Paper SSH & GPG key backups

May 20, 2015

As mentioned in my previous post A Break, I’ve recently switched to using git-annex for (some of) my backups, but more significantly for this post, I’m using gcrypt for all of my backups’ online remotes (i.e. those in git-annex and those in plain old Git). This post explains my reasons for encrypting online backups, summarises the benefits of this new set-up, explains why the change motivates an improved backup strategy for my cryptographic keys, and, finally, describes that strategy.

First, why do I encrypt my online backups? Well, they contain my credentials/passwords database, plus my accounts and tax records etc. Those are – I imagine – most, if not all, of the things someone would need to steal my identity or at the very least cause me a lot of inconvenience.

At a very high level there are two ways by which an attacker might obtain access. The first and most obvious is by breaking and entering my backups VPS while I am its tenant. The second would be by becoming the next tenant of a  VPS I have used for backups and then recovering my data from the disk. I recognise that becoming the next tenant – if left to chance – is improbable, and that decent VPS providers scrub disks before allocating them to new tenants, but guarding against this case allows me peace of mind if ever I choose to use a cheaper VPS provider of unknown quality for additional redundancy.

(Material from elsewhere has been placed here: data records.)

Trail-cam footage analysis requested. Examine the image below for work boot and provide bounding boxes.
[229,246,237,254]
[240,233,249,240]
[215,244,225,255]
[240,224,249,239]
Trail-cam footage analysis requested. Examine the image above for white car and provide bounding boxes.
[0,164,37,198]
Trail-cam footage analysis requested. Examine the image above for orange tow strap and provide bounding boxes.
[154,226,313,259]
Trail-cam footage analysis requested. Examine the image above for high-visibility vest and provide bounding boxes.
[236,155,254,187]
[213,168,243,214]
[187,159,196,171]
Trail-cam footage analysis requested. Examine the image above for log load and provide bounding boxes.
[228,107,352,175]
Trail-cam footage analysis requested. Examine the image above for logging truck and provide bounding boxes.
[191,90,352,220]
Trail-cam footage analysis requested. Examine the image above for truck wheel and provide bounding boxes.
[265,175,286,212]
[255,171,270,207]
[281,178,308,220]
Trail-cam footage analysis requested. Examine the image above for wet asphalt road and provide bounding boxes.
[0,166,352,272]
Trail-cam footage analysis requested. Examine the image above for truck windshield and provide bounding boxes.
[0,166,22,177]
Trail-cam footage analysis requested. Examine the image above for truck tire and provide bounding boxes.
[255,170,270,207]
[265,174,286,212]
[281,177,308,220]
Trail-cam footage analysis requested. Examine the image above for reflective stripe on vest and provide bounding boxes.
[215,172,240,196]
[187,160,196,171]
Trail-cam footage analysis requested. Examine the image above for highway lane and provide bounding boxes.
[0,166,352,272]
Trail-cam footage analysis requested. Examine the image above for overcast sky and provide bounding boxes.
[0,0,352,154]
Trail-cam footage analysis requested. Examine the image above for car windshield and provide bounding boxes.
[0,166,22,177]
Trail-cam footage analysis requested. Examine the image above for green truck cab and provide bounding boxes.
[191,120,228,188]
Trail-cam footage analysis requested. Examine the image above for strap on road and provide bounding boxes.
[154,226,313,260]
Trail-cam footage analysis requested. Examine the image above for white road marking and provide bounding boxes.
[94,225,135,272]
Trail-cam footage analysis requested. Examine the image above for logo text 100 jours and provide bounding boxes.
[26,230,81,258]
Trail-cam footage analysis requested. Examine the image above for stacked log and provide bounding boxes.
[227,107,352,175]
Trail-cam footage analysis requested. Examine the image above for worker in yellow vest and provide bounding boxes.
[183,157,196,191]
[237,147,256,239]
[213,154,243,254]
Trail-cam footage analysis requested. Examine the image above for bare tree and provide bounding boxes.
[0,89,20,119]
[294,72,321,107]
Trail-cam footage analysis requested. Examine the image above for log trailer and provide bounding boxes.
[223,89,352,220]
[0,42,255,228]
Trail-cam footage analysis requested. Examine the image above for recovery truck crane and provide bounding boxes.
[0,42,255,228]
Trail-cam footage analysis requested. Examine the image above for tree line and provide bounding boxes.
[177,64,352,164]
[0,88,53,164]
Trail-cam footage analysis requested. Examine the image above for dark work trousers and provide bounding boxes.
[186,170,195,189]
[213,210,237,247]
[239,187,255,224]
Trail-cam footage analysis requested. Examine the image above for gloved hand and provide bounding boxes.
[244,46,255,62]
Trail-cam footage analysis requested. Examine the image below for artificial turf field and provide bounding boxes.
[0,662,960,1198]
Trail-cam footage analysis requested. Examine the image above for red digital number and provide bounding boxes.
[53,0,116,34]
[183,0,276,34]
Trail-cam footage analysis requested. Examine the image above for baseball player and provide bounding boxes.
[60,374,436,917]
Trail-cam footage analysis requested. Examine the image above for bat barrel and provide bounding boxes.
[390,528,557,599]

So, what are the benefits of this new set-up? It’s actually easier to describe the problems I had with previous setups and then simply point that out using git(-annex) with a gcrypt remote eliminates them, so I’ll do that:

For my online backups (located on a VPS) I used to just use plain Git repos sitting on a LUKS filesystem (later I switched to an encfs filesystem, and later still to an encfs over SSHFS filesystem; in all cases I was using keys derived from a password). LUKS was less than ideal in that it necessitated partitioning the disk of whatever VPS I was using, and that inevitably meant being bitten later by incorrect estimation of what partition sizes I needed. Hence the later switch to encfs. That solved the partition size estimation problem. It didn’t solve the other problem I had with LUKS, which was the need for me to mount and unmount the encrypted filesystem on the VPS, which firstly is just a pain to do, and secondly weakens the protection in the case of an attacker breaking and entering the VPS, as every so often the key is memory and the plaintext filesystem is mounted. Both did however protect against the case of a subsequent disk tenant recovering data (though it’s best practice to shred the key before moving out of the VPS, and that’s something one can be more certain of having achieved with LUKS than with encfs, if the encfs is on a journalled filesystem as it was in my case). Finally, as the terminal evolution of the encrypted filesystem approach, I adapted the encfs solution so that I stored the ciphertext encfs directy on the VPS but then mounted it on my laptop over SSHFS before mounting that with encfs to expose the plaintext view only my laptop. This improved security in that neither the plaintext filesystem nor its plaintext key were ever exposed on the VPS (though the encrypted encfs key was of course permanently present), but it had one practical problem that I imagine would be difficult for most to foresee (it was for me): performance. It was painfully slow. I did some reading and came to understand this was an unavoidable result of using SSHFS, but I can’t remember any more detail than that.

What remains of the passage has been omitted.